Silva, con dos goles, guía el triunfo del Coruxo ante el Oviedo B en un partido en donde los verdes tiraron de oficio y manual

17 abr 2021 . Actualizado a las 19:34 h.

El Coruxo no falló en su partido del año. Bajo el liderazgo de Diego Silva, firmó una actuación de manual ante el Oviedo B y como recompensa consiguió la goleada de la temporada, que le permite dar un paso de gigante hacia la salvación. De momento, durmió en la segunda posición del grupo de permanencia empatado con el líder, el Pontevedra, y además deja tocado a un rival directo como el filial carbayón.

El 4-0 no tuvo el guion acostumbrado de O Vao. Quizás alertado por el poder del Coruxo como local, el Oviedo B salió a tener el balón y a profundizar por su banda derecha, por donde llegaron los dos primeros sustos para Alberto. A diferencia de otras ocasiones, los de Míchel Alonso no estaban cómodos e iban a rebufo de los jóvenes del Vetusta.

La zozobra duró un cuarto de hora. El tiempo que Míchel tardó en ajustar la sala de máquinas con la entrada de Chevi (por el lesionado Yebra), que coincidió con el primer aviso de Andriu con un cabezazo tras un córner.

Ese fue el punto de partida para que el Coruxo comenzase a tocar, abriese el campo y crease las primeras ocasiones. Sin embargo, el gol que abrió la lata llegó como continuación del balón parado, con Silva rematando entre un bosque de piernas, que confundieron al portero ovetense. El tanto llegó en el tercer minuto de prolongación del primer tiempo.
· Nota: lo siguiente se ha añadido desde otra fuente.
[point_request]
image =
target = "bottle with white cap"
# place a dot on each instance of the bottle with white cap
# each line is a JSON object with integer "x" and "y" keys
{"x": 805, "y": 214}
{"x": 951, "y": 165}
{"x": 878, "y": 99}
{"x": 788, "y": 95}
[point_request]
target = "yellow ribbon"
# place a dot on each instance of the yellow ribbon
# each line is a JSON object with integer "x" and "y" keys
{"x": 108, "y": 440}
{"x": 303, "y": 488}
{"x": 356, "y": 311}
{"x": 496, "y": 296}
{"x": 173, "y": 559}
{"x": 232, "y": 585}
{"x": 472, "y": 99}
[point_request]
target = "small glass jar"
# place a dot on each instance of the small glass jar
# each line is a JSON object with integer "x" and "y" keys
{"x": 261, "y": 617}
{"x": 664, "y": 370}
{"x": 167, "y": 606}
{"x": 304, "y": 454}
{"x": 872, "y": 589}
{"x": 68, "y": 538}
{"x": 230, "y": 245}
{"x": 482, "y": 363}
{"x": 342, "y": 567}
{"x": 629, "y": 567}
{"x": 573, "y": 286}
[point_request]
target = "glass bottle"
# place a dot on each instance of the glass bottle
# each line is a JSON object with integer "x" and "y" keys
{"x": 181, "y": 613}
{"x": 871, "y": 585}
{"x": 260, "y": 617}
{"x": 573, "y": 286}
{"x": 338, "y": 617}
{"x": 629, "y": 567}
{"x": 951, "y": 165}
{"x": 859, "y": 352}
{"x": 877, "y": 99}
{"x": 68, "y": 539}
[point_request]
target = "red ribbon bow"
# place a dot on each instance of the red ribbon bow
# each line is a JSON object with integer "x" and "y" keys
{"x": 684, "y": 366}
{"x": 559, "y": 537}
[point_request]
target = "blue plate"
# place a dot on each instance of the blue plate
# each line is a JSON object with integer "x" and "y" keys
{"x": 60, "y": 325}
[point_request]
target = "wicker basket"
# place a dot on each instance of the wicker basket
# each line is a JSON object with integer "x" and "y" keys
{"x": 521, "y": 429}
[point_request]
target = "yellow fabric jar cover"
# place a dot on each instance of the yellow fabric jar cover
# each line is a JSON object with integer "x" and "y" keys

El Oviedo B, con el dinámico Prada en el campo, volvió valiente y con ritmo del vestuario, pero para entonces el Coruxo ya había aprendido la lección. Todo pasaba por robarle el balón al rival y presionar arriba para que los visitantes no se sintieran cómodos. A esos dos conceptos de manual de partido se encomendó el equipo, que además se vio beneficiado por el acierto en una de sus primeras llegadas. De nuevo fue el balón parado el que abrió las puertas del gol. En este caso con un remate de Chevi en el primer palo al que no pudo llegar Alberto Hórreo, el portero visitante.

Con el 2-0 no hubo relajación. Andriu botó con decisión una falta centrada que desvió el meta ovetense y Steven no encontró el gol en una de las contadas oportunidades en las que pudo ganarle la espalda a la defensa verde.

Una zaga que tampoco sufrió en exceso cuando entró en el campo el espigado Gassan, un tronco de casi dos metros con más técnica que juego aéreo y que con un taconazo puso a prueba a Alberto. De la parada del meta local se pasó a la sentencia con un gol de Pedro Vázquez tras un jugadón de Silva y con un intercambio de papeles para que el tomiñés firmase el cuarto. Un triunfo que vale un potosí.

CORUXO: Alberto, Antón de Vicente, Andriu, Pablo Crespo, Manu, Jacobo Trigo (Pedro Vázquez, min. 79), Yebra (Chevi, min. 9), Mateo (Rivera, min. 79), Aarón, Moha (Álex Ares, min. 69) y Silva.